I just hope the OSS drivers don't get stuck in a for(; loop trying to fix the infrastructure / architecture indefinitely. The extremely frequent hardware generation jumps have been making it nearly impossible for the open source 3d stack to settle on an architecture and give driver developers time to work on the more difficult optimizations. The driver developers are constantly stuck fighting a battle between four things demanding their time: time on new hardware support, time on optimizations, time spent working on the infrastructure of the next architecture, and time spent porting old hardware to the new architecture. There aren't enough developers to work on all four of those issues adequately, so you have two options: either increase the number of man-hours dedicated to OSS driver development, or, lacking that, eliminate one of the tasks demanding their time. I propose the latter. Specifically, eliminate the time spent working on new architectures. Just draw a line in the sand at Gallium3d, and stop rewriting stuff all the time. Commit to a stable API and then optimize, so people can actually get some good use out of their hardware without resorting to fglrx or Windows.

I don't think Gallium3d will be the end-all be-all of 3d architectures. Either the APIs within it will eventually change in such major ways that existing drivers will need to be practically rewritten, or some different 3d architecture by another company will crop up and take its place. This is a practical necessity because, with new GPUs come new demands on the software stack, and these simply can't be worked into the existing architecture without breaking existing code.

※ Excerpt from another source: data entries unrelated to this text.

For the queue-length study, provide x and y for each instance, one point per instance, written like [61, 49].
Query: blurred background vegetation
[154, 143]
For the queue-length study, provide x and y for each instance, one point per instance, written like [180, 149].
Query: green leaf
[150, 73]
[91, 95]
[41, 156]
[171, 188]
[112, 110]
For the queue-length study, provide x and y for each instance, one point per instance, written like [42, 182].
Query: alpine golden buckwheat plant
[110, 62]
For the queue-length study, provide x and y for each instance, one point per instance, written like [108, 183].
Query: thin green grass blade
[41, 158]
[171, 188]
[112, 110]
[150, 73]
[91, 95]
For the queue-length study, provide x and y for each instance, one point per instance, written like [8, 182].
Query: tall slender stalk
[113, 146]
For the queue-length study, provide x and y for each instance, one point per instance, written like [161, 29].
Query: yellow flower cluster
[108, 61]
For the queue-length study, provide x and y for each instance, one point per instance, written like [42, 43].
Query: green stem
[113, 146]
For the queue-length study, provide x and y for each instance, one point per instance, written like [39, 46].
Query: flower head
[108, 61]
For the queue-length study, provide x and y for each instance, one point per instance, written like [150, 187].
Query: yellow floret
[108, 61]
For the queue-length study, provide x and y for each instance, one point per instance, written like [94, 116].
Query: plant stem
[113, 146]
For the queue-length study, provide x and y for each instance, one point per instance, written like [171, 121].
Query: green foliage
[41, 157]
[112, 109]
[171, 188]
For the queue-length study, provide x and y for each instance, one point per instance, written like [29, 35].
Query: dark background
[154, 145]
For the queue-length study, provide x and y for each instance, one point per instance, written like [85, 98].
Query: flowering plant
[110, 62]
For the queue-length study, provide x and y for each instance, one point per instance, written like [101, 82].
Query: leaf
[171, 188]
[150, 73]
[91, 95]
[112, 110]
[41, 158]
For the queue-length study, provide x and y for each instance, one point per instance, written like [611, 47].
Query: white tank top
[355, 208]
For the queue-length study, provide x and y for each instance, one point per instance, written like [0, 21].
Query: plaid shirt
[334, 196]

That's understandable, but the existence of new demanding hardware shouldn't spell the end of optimization potential for old cards with the old architecture.

Personally I think r300g is an exception to this rule: moving from classic mesa to gallium is a completely different kind of architecture shift, and one that makes a lot of sense. But when gallium starts bumping its internal API to v1.0, v2.0, v3.0 to support new hardware, optimization should continue on r300g vs gallium 0.4, unless upgrading it to work with later gallium versions is appreciably easy (which is definitely not something I think can be taken for granted).

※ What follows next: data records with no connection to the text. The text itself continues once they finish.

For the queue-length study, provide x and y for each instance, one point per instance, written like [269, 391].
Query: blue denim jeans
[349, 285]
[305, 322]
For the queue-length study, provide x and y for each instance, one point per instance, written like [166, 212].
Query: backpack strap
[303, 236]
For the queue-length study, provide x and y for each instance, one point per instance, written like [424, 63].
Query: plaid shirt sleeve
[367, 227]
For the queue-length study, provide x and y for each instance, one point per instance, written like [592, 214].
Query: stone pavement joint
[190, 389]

Either an increase in salaried company manpower or a sea of new, complete, public documentation would ease concerns about there being enough time for all four of the developers' tasks to be completed efficiently, but I'm pretty sure that both improved manpower and documentation are being stonewalled indefinitely by Linux's relative insignificance.

I just think it would do a lot of good to sit down and optimize at least one of the drivers so it is competitive with Catalyst and renders correctly 99% of the time. These tasks go hand in hand; they both require a careful attention to the OpenGL implementation, with an eye towards desktop / consumer use, 3d gaming, and real-time 3d visualization apps. But these more difficult optimizations will never get invested in if the developers feel that the platform on which they write their code is about to evaporate, which is I think why OSS graphics drivers have remained so poor performance-wise for many years.